Tuesday, May 30, 2017

Large Numbers: Millions: A Million Miles Away

Jim Boyd: A Million Miles Away

[purchase]

[purchase Reservation Blues]

For our new theme, I went to YouTube and did searches for what seemed to be likely titles for songs. I am somewhat embarrassed that I had never heard of Jim Boyd until I did that. Boyd is identified in most references to him on line as a Native American singer-songwriter. He was certainly that. His roots were on the Colville Reservation in Washington state, where he was an important member of the tribal council. But, on the strength of this song, Boyd deserved to be more widely known. True, A Million Miles Away expresses the yearning many on the reservations feel for a better life somewhere else. But the theme of the song is more universal than that.

I am reminded of a book I would like to recommend, Reservation Blues by Sherman Alexie. Alexie is a novelist. He has achieved a level of fame where he no longer has to be called a Native American novelist, although he gives voice to Native American concerns in the book.
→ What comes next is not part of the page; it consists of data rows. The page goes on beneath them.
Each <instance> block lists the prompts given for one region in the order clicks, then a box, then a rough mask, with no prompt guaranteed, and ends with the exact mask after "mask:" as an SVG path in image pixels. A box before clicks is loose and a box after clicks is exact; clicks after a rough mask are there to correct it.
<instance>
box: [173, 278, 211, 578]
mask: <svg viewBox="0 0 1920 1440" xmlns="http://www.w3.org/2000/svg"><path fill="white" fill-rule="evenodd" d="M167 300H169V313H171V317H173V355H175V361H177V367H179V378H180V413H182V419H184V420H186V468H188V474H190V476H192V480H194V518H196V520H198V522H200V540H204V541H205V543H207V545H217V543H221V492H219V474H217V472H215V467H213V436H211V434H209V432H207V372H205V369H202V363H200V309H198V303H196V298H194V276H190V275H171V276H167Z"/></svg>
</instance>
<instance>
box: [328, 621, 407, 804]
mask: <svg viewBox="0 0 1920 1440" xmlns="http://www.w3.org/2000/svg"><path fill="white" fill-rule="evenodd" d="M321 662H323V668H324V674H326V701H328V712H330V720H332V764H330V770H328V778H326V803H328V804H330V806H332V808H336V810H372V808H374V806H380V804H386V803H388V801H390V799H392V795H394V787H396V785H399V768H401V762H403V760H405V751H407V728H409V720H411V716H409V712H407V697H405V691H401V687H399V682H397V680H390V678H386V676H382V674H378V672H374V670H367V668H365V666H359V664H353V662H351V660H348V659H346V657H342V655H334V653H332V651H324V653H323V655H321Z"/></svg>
In fact, Alexie and Boyd became friends, and even wrote songs together. Reservation Blues is about a group of young Native Americans who form a band and try to use their music as a way off the reservation to a better life. In the end, they are unsuccessful, and they have to go back to the life they knew. There was eventually a movie version, and Jim Boyd was on the soundtrack. Boyd’s music was good enough to stand with anything ever posted here, but I’m guessing most of our readers didn’t know about him either.

Musically, someone could probably have a hit with A Million Miles Away by turning it into a power ballad. I can hear in my head just where the band would come in with drums, bass, and screaming electric guitars. Boyd doesn’t do that, and the song simmers intensely all the way through as an acoustic ballad. To me, the song is better for it, but subtlety is not how you get onto the charts.